I also wonder whether Mr Much-Wanted Criminal had registered with the National Do Not Call Registry. If he had, I’m sure he can sure the telecom company for getting him into prison…

Categories
Personal Reflections

Pastafarianism

The Board datesheet came out recently; and I understand that times like these are VERY stressful for students. Moreover, even the pre Boards are around the corner. At times like these, people speak spiritual guidance. However, I feel that current setups don’t really address real life issues. Thus, I introduce you to the Church of the Flying Spaghetti Monster, and it’s religion, Pastafarianism.

Michaelangelo's Spaghedeity
Pastafarianism is a religion which believes in the existence of a great Spaghedeity, an invisible and undetectable being with His Holy Noodly Appendages. It talks of how the Earth was created by his Noodliness after a bout of heavy drinking (which is the reason why the word faces some itsy-bitsy troubles today).

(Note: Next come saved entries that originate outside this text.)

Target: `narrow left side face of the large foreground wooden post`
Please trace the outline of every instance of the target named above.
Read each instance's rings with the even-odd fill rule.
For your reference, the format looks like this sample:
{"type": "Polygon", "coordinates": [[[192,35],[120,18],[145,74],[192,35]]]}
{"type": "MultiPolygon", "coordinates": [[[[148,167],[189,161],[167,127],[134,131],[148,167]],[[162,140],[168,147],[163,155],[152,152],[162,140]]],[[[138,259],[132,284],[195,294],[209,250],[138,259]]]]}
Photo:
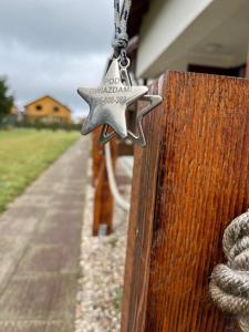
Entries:
{"type": "MultiPolygon", "coordinates": [[[[163,77],[159,81],[159,91],[163,85],[163,77]]],[[[151,93],[158,93],[158,86],[155,84],[151,87],[151,93]]],[[[144,103],[139,103],[138,108],[143,108],[144,103]]],[[[147,294],[147,277],[148,277],[148,259],[152,238],[152,225],[154,205],[151,204],[155,199],[155,184],[157,175],[157,158],[160,123],[163,116],[163,107],[156,107],[146,116],[145,132],[148,138],[147,147],[135,147],[135,163],[132,187],[132,206],[129,212],[128,241],[125,264],[125,283],[122,309],[122,332],[136,331],[137,322],[145,319],[146,312],[146,294],[147,294]],[[156,116],[155,116],[156,114],[156,116]],[[149,134],[148,134],[149,133],[149,134]],[[149,152],[148,154],[146,153],[149,152]],[[146,165],[152,165],[151,173],[146,173],[146,165]],[[152,184],[154,183],[154,186],[152,184]],[[142,193],[147,193],[142,204],[142,193]],[[148,204],[147,204],[148,203],[148,204]],[[134,291],[136,290],[136,291],[134,291]],[[141,298],[138,298],[141,295],[141,298]],[[139,304],[138,304],[139,302],[139,304]],[[132,303],[132,305],[131,305],[132,303]],[[135,312],[134,308],[139,307],[139,312],[135,312]],[[137,320],[134,315],[137,315],[137,320]]]]}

The Gospel of the Flying Spaghetti Monster then goes on to speak of the condiments commandments of the religion which we’re supposed to follow, known as The Eight “I’d Really Rather You Didn’ts”:

  1. I’d really rather you didn’t act like a sanctimonious holier-than-thou ass when describing my noodly goodness. If some people don’t believe in me, that’s okay. Really, I’m not that vain. Besides, this isn’t about them so don’t change the subject.
  2. I’d really rather you didn’t use my existence as a means to oppress, subjugate, punish, eviscerate, and/or, you know, be mean to others. I don’t require sacrifices, and purity is for drinking water, not people.
  3. I’d really rather you didn’t judge people for the way they look, or how they dress, or the way they talk, or, well, just play nice, Okay? Oh, and get this into your thick heads: woman = person. man = person. Samey = Samey. One is not better than the other, unless we’re talking about fashion and I’m sorry, but I gave that to women and some guys who know the difference between teal and fuchsia.
  4. I’d really rather you didn’t indulge in conduct that offends yourself, or your willing, consenting partner of legal age AND mental maturity. As for anyone who might object, I think the expression is go fuck yourself, unless they find that offensive in which case they can turn off the TV for once and go for a walk for a change.
  5. I’d really rather you didn’t challenge the bigoted, misogynistic, hateful ideas of others on an empty stomach. Eat, then go after the bitches.
  6. I’d really rather you didn’t build multi million-dollar churches / temples / mosques / shrines to my noodly goodness when the money could be better spent (take your pick):
    1. Ending poverty
    2. Curing diseases
    3. Living in peace, loving with passion, and lowering the cost of cable.

    I might be a complex-carbohydrate omniscient being, but I enjoy the simple things in life. I ought to know. I AM the creator.

  7. I’d really rather you didn’t go around telling people I talk to you. You’re not that interesting. Get over yourself. And I told you to love your fellow man, can’t you take a hint?
  8. I’d really rather you didn’t do unto others as you would have them do unto you if you are into, um, stuff that uses a lot of leather / lubricant / Las Vegas. If the other person is into it, however (pursuant to #4), then have at it, take pictures, and for the love of Mike, wear a CONDOM! Honestly, it’s a piece of rubber. If I didn’t want it to feel good when you did it I would have added spikes, or something.

As you can see, the Condiments, er, Commandments are very serious and practical in nature as to how you should handle stress and all. There’s a lot to be learnt from Him, that’s what I end with. RAmen.